We need to reasses how to observe road safety weekUpdated: Jan 08, 2020 17:06 IST
Starting Saturday, the country will observe the annual road safety week. Every year, the Ministry of Road Transport & Highways earmarks seven days as road safety week to highlight the importance of safe roads. Next week will be the 31st road safety week, which will be observed throughout the country. Central and State governments, local bodies, corporates, the civil society, etc. will work towards highlighting the importance of saving lives on India roads. There will be campaigns, talk shows, advertisements, plays, etc. In short, the mainstream, as well as social, media, will be flooded with road safety messages from January 11 to 17. However, the question is, will it make any difference to road safety on the ground? Unfortunately, no.
India has a dubious record of road safety because every year, around 1,50,000 people lose their lives on India’s roads. For a vast country, India is home to only 2% of global motor vehicles; yet it accounts for over 12% of global road traffic fatalities. The World Health Organization (WHO) estimates actual deaths on Indian roads to be over 2,00,000 every year. In addition to traffic fatalities, there are serious injuries, permanent disabilities, families losing their bread-earners. In short, road crashes have reached epidemic levels, and the severity is only increasing every year. Therefore, we need to look back at our approach to road safety. It means working on road safety 24x7 but also looking at how to communicate road safety to our people. Hence, we need to look back at the way we plan out the annual road safety week.
Until recently, the Motor Vehicles Act (MVA) 1988 was the central piece of legislation governing road transport and road safety. The MVA came into existence at a time when the motorisation scenario in India was at a nascent stage. Policies were needed to boost the transportation sector. Therefore, the majority of the provisions of the 1988 bill revolved around the movement of goods and passengers, while safety provisions were mostly missing. Thus, the entire focus was on the education front. That’s the reason why the central theme for all the road safety week observance. However, India now has the Motor Vehicles (Amendment) Act 2019, a progressive piece of legislation that not only deals with road transport but also safety. Therefore, the road safety week observance should revolve around the new law and the provisions around safety.
Road safety action revolves around five Es, i.e., Education, Enforcement, Engineering, and Environment, and Emergency care of road crash victims. However, when it comes to road safety week, a bulk of the conversation is around educating the road users. Be it ‘follow traffic rules,’ ‘don’t drink and drive,’ ‘speed kills’ etc. Please don’t get me wrong, road safety education is essential, but empirical studies from around the world have shown that education alone does not improve road safety. What is needed is safe infrastructure and safe vehicles in addition to road users who follow safety rules. Hence, there is no reason why all the effort should only be around creating them. Therefore, it is essential to highlight the importance of safe roads, which is the most lacking part of road safety conversations in India.

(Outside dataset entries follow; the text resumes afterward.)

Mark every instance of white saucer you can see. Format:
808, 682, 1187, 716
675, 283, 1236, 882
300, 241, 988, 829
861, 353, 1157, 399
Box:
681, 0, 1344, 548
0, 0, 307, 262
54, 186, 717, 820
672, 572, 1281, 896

Road safety is complex and multi-dimensional. Not everything can be achieved in a one-week campaign. Therefore, it is essential to get priorities right. Several studies from around the world have shown that speed is the biggest killer. But somehow, we continue to be fascinated by speed. The other big problem with speed is the fact that it not only impacts the person who is driving but, more importantly, other users on the road, especially pedestrians, cyclists, two-wheeler drivers, etc. For example, if a pedestrian is hit by a car at 30 kmph, the chance of his or her survival is 90%. However, if the same collision takes place at 50 kmph, which is the legal speed limit in our cities, the likelihood is only 15%. Now, imagine what happens beyond 50 kmph? Instant death. Therefore, getting traffic down to safe speeds will save a lot of lives on our roads.
The first road safety week was observed in 1989. So what has happened to road safety since then? Sadly, the only thing that changed in these 31 years is the fact that road traffic deaths in India have more than quadrupled from around 36,000 per year to 1,50,000 per year. Hence, we have to change our approach to road safety week.
This is where the Haryana Government can take the lead. If cities such as Gurugram just concentrate on managing speed and making sure all roads have usable footpaths, even for a week, it will lead to wonders not only for improving road safety in the city but also help guide the annual road safety week observance.